My approach will be very similar to the confusion matrix assignment and first understand what is being asked in particular what “Global Baseline Estimate” is and what type of value that number provides. I will have to pull in my movie data using the same methods previously from SQLite. So the first step will be the load the data and determine the global mean rating from that data. From the Equation i can see it is Global Estimate = global mean + movie mean vs the global + user rating vs the global.
My goal using this data-set will be to determine a rating for Captain America for Burton. I’m going to focus on 1-cell for this assignment. I decided to use a different data-set provided by the instructor
Loading Data from Github Raw
My first step will be to load data from excel, using the provided data-set
'data.frame': 16 obs. of 7 variables:
$ Critic : chr "Burton" "Charley" "Dan" "Dieudonne" ...
$ CaptainAmerica: int NA 4 NA 5 4 4 4 NA 4 4 ...
$ Deadpool : int NA 5 5 4 NA NA 4 NA 4 3 ...

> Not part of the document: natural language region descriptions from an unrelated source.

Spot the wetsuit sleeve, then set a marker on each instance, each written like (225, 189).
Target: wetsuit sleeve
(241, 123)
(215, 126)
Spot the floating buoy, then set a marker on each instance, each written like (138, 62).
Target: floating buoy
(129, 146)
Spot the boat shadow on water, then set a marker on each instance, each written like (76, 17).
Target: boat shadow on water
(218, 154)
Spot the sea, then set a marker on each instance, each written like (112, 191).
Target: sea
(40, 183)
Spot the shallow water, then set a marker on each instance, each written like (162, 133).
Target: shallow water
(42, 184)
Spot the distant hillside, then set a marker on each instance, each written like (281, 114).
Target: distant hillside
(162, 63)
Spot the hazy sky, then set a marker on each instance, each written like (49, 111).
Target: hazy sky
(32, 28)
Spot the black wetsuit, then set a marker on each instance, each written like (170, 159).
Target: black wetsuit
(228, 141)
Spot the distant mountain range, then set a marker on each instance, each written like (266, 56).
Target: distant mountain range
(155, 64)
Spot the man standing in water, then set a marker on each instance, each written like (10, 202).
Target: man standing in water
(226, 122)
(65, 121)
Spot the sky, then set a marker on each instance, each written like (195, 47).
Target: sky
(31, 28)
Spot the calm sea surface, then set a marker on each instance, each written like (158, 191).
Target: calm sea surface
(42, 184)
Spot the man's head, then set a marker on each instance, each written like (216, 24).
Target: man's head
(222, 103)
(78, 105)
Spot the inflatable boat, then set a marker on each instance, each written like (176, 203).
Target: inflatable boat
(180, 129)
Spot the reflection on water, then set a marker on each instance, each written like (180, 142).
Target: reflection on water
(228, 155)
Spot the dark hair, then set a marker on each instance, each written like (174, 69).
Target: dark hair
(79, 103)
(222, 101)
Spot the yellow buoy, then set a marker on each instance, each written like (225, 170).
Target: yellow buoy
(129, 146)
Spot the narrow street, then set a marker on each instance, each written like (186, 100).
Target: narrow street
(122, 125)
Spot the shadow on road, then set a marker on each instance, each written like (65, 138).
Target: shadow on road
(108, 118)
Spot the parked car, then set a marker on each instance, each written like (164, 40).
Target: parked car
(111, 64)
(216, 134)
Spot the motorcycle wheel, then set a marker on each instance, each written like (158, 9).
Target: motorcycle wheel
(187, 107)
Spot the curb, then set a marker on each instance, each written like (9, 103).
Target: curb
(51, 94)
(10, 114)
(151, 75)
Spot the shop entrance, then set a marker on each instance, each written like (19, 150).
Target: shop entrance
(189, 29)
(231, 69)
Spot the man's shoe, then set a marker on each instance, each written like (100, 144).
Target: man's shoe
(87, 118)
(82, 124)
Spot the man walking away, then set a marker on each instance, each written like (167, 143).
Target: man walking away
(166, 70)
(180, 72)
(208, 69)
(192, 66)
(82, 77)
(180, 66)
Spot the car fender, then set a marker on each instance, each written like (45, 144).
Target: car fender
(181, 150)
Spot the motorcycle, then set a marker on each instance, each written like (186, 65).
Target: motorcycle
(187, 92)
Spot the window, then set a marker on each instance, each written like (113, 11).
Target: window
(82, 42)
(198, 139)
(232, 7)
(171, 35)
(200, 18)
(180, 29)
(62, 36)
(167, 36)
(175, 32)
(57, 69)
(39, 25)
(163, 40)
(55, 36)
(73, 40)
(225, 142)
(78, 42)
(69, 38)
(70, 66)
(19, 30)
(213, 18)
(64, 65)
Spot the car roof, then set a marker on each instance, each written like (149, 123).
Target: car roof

$ Frozen : int NA 4 NA NA 2 3 4 NA 1 5 ...
$ JungleBook : int 4 3 NA NA NA 3 2 NA NA 5 ...
$ PitchPerfect2 : int NA 2 NA NA 2 4 2 NA NA 2 ...
$ StarWarsForce : int 4 3 5 5 5 NA 4 4 5 3 ...
Calculating the Global Mean
Un-list is needed here to separate the numbers from a table structure in order to perform computations and get the mean, the mean function requires it.
We now have all the bias for every user and every movie. However, I am focusing on the user Burton and the movie Captain America. I will therefore need to identify the user bias for Burton and the movie bias for captain america before i can plug in to the final equation
The final equation for predicted rating was 3.934426 (Global Mean) + 0.06557377 (User Bias) + 0.338301 (Item Bias) = 4.338301 (Predicted Rating)
What we found is the suggested rating for the movie Captain America using the global baseline estimate is 4.34 out of 5. This is higher than the global mean. Therefore using the algorithm we would recommend Captain America for Burton or rather he would be expected to enjoy the movie.